Zico kembali menarik kaki Anushka,dan segera membersihkan luka dan membalurkan luka nya dengan perban .


"Te..terimakasih Tuan ..." ucap Anushka segera bangkit dari duduk nya


"Akh....."


"Eh...."


Anushka terlalu terburu - buru bangkit sehingga tidak memperhatikan kakinya yang terluka membuat nya kehilangan keseimbangan tubuh dan terjatuh,Zico ikutan jatuh keatas sofa saat sedang menolong Anushka.


Bugh.....Anushka melotot lagi kearah Zico karena lagi - lagi mereka berdua terjatuh keatas sofa.


"Kenapa kau ingin sekali mengeluarkan mata mu dari tempat nya " mendengar ucapan Zico membuat Anushka segera memejamkan mata nya,Zico tersenyum cukup tampan belum pernah Dia tersenyum begitu tampan sebelumnya,sikap nya kejam dan dingin yang banyak di kenali orang.


Cup....cup ..cup..Zico mencium bibir Anushka dengan begitu lembut,membuat gadis itu membuka mata nya kaget karena Zico kembali mencium nya .


Perlakuan lembut Zico membuat Anushka terdiam tanpa memberontak,bahkan perlahan -lahan Dia menerima ciuman hangat dari pria kejam ini.

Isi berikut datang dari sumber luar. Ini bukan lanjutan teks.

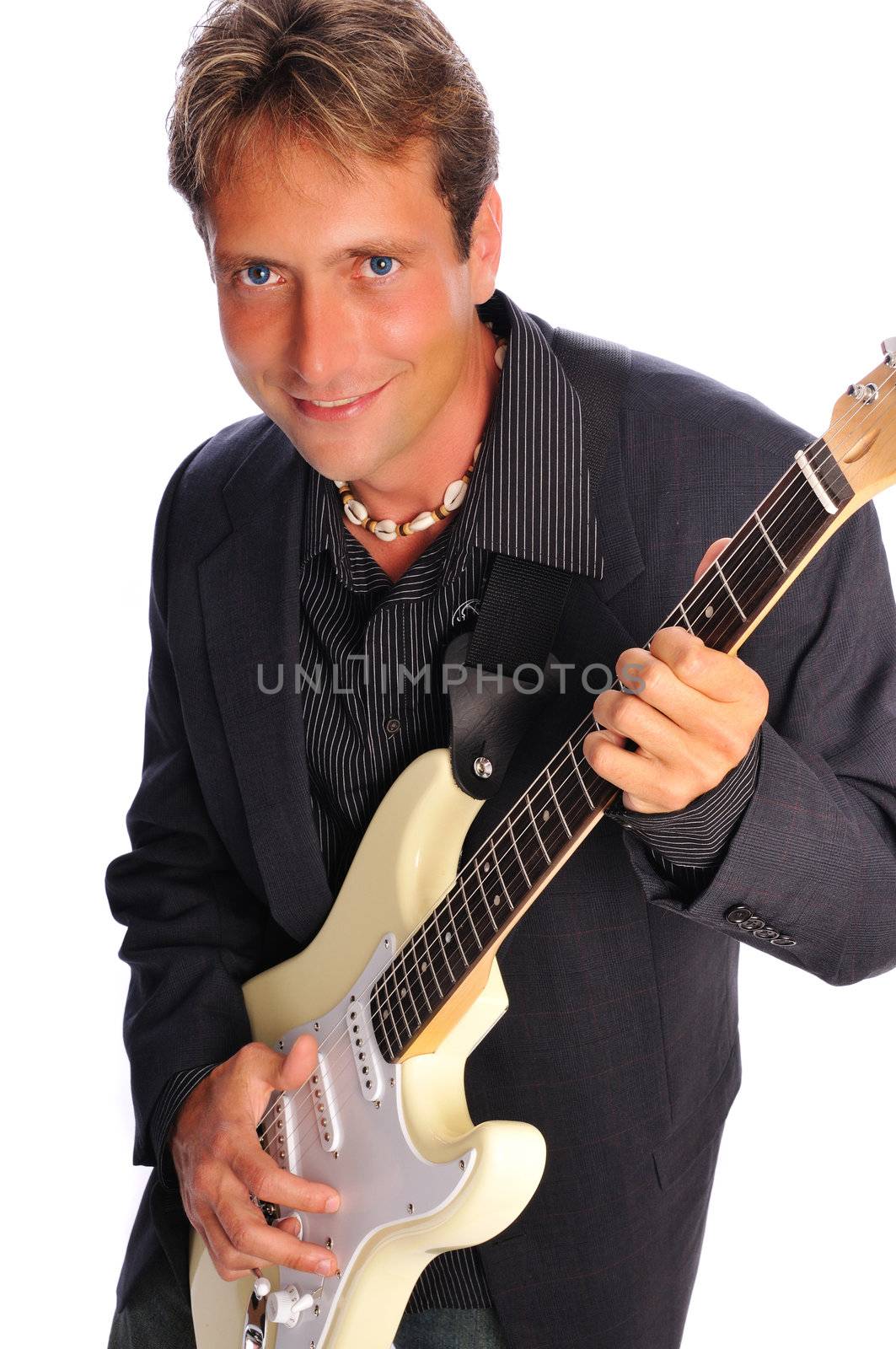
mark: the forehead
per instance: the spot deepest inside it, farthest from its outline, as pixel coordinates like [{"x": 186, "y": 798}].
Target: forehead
[{"x": 296, "y": 191}]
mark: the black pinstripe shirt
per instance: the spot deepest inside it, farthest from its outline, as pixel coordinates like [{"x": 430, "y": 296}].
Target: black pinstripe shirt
[{"x": 365, "y": 722}]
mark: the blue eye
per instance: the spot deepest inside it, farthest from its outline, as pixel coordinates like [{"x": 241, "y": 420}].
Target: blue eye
[
  {"x": 377, "y": 262},
  {"x": 258, "y": 267}
]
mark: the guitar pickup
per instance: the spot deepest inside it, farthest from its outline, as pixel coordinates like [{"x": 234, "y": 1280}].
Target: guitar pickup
[
  {"x": 365, "y": 1052},
  {"x": 325, "y": 1110}
]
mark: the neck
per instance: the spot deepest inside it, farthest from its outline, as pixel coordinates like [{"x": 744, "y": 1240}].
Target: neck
[
  {"x": 416, "y": 479},
  {"x": 567, "y": 799}
]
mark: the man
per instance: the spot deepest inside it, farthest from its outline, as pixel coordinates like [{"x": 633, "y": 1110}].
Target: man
[{"x": 416, "y": 424}]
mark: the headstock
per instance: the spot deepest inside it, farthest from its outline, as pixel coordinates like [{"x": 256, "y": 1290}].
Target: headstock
[{"x": 862, "y": 431}]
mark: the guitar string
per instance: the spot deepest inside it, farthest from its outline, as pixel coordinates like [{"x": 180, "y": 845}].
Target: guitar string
[
  {"x": 462, "y": 915},
  {"x": 509, "y": 816},
  {"x": 483, "y": 903}
]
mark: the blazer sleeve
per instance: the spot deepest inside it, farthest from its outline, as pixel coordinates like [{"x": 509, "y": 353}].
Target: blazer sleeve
[
  {"x": 810, "y": 870},
  {"x": 193, "y": 927}
]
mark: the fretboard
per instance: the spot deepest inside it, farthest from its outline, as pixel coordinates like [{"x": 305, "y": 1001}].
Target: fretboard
[{"x": 561, "y": 806}]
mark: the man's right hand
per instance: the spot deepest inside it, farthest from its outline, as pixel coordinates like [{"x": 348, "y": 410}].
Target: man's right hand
[{"x": 220, "y": 1164}]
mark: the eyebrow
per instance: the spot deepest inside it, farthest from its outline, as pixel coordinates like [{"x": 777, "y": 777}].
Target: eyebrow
[{"x": 382, "y": 247}]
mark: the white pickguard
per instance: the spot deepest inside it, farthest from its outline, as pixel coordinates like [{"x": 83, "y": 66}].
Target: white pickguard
[{"x": 382, "y": 1180}]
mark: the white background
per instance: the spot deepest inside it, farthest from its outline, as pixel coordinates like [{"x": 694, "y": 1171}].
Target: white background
[{"x": 707, "y": 182}]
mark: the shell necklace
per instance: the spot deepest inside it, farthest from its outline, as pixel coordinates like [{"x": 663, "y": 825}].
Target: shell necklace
[{"x": 455, "y": 492}]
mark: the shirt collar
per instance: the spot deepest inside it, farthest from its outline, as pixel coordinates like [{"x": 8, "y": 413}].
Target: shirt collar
[{"x": 529, "y": 494}]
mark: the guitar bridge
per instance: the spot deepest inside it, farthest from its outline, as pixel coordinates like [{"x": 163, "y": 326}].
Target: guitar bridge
[
  {"x": 325, "y": 1110},
  {"x": 366, "y": 1056}
]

Zico memainkan tangan nya di gunung kembar milik Anushka,dalam keadaan masih berc*man membuat Anushka hanya bisa menerimanya dengan pasrah.


Blup....Zico melumatkan p*ting s*s* milik Anushka membuat gadis ini menggeliat "Ah....Tu..Tuan..."


Zico menaikan dress yang dikenakan Anushka,sehingga membuat Zico bisa melihat dengan jelas lapis legit milik gadis ini.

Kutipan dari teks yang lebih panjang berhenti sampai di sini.